Alors nous écrivons, faisons le point. Paradoxe que d’écrire ces mots sur un ordinateur, de faire circuler ce texte via le web et pourtant, l’un n’empêche pas l’autre. Entretemps, nous avons commencé à trier nos chambres, à préparer du pesto d’orties, à reconnaître que la fleur bleue qui pousse sous nos fenêtres s’appelle un muscari. Nous aussi, lors de notre lecture de ce roman, nous avons lu l’encyclopédie avec Nell et dansé avec Eva. Nous avons pleuré la perte de leur père et voulu partir avec Nell retrouver le monde d’avant. Nous avons ressenti la peur des deux sœurs avant leur départ définitif pour la forêt. La littérature nous a fait vivre cela et plus d’une centaine d’autres vies. Nous nous sommes satisfaites de peu, de reconnexion à notre imaginaire et aux vies des autres. En nous résonnent les mots de Nell « comment ai-je pu vivre ici toute ma vie et en savoir si peu ? » (217).
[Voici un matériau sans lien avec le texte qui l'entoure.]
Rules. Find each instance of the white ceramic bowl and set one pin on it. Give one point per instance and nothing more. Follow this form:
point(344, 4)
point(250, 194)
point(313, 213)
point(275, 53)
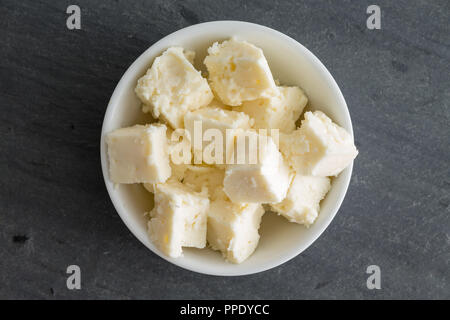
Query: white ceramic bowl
point(292, 64)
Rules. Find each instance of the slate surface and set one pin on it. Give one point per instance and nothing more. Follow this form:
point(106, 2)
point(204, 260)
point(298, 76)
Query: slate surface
point(55, 211)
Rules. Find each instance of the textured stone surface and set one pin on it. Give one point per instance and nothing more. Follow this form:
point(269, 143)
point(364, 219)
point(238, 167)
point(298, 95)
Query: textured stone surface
point(54, 88)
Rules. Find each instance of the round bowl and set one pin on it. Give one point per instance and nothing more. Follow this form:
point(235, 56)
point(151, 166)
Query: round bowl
point(292, 64)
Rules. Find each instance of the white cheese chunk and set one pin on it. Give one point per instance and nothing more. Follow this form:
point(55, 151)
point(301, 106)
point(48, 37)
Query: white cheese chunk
point(261, 175)
point(172, 87)
point(179, 218)
point(319, 147)
point(238, 71)
point(301, 204)
point(201, 177)
point(214, 118)
point(233, 228)
point(138, 154)
point(277, 112)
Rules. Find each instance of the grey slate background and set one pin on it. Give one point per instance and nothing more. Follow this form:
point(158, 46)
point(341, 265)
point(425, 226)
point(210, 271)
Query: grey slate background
point(54, 88)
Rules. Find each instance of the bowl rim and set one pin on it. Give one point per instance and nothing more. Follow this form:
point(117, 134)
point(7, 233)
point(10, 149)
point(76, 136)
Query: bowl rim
point(125, 217)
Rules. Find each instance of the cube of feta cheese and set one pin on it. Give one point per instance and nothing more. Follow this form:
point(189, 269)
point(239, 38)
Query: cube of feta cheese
point(260, 174)
point(319, 147)
point(238, 71)
point(138, 154)
point(179, 218)
point(172, 87)
point(233, 228)
point(213, 118)
point(201, 177)
point(301, 204)
point(277, 112)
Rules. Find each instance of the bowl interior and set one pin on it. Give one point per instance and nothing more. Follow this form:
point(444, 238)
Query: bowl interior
point(292, 64)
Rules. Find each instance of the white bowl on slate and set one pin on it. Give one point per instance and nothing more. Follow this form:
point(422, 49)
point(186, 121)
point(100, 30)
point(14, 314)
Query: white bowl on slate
point(292, 64)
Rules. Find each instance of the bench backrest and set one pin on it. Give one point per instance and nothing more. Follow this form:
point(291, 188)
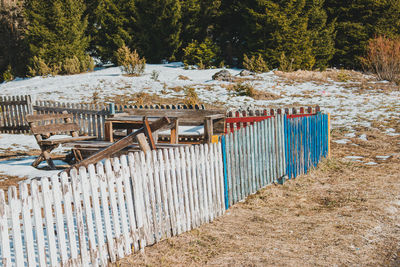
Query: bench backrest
point(50, 124)
point(187, 117)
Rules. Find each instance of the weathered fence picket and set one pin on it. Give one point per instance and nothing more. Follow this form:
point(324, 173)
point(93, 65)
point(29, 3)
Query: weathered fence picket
point(13, 110)
point(103, 213)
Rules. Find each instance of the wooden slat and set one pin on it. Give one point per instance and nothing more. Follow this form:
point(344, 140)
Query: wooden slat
point(44, 117)
point(54, 128)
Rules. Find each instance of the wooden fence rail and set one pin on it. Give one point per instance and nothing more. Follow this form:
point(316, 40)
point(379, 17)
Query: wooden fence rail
point(12, 113)
point(106, 212)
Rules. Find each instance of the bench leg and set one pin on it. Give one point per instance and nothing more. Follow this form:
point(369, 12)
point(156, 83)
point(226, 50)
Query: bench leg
point(50, 162)
point(38, 160)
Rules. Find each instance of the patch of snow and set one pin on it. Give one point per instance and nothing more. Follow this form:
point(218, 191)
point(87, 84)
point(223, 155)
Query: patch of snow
point(341, 141)
point(383, 157)
point(350, 135)
point(354, 158)
point(363, 137)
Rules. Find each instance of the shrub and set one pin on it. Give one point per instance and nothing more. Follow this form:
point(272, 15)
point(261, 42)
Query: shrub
point(244, 89)
point(204, 54)
point(130, 62)
point(38, 67)
point(7, 75)
point(255, 64)
point(154, 75)
point(87, 63)
point(71, 66)
point(285, 64)
point(191, 97)
point(383, 58)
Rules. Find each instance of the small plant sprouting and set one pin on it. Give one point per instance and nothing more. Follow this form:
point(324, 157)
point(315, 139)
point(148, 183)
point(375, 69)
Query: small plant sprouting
point(154, 75)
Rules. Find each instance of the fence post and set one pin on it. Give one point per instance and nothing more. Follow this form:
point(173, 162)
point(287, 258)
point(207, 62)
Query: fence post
point(223, 146)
Reconnecter avec notre être sensuel, organique, spirituel, incontrôlable et sacré, et faire comme si nous y étions déjà. À lire l’effervescence de cette entrée définitive dans la forêt, nous avons aussi ressenti, sous forme de question, une forme d’exaltation et de sacré : Comment, collectivement et individuellement, naitre encore ? Comment détruire l’inutile tout en maintenant une part d’essentiel ? Comment tirer des moments de crises ou des moments charnières, comme ceux que nous sommes en train de vivre, des enseignements qui nous permettent de mieux investir nos existences ?
Dans un court essai The Carrier Bag Theory of Fiction (1986), l’écrivaine Ursula Le Guin propose un changement de paradigme : le héro classique en quête de linéarité et de domination ne nous sert plus, nous avons besoin d’autres formes de narrativité. Hegland nous propose ici une fiction panier, comme l’appelle Le Guin, une narration qui récolte des histoires disparates, mais plurielles car « un roman est un sac-médecine, contenant des choses prises ensemble dans une relation singulière et puissante ». Les deux sœurs glanent des histoires alternatives1 d’espèces et de liens autres, affirmant sans cesse combien nous sommes la forêt.
Bibliographie
- Dagerman, S., Notre besoin de consolation est impossible à rassasier, Actes Sud, 1993.
- Hegland J.,. Dans la forêt, Paris, Gallmeister, 1996.
- Le Guin U., « The Carrier Bag Theory of Fiction », Dancing at the Edge of the World, Grove Press, 1986.
- Voir débat organisé par Le monde festival 2019, “Comment vivre dans un monde effondré ?” (novembre 2019).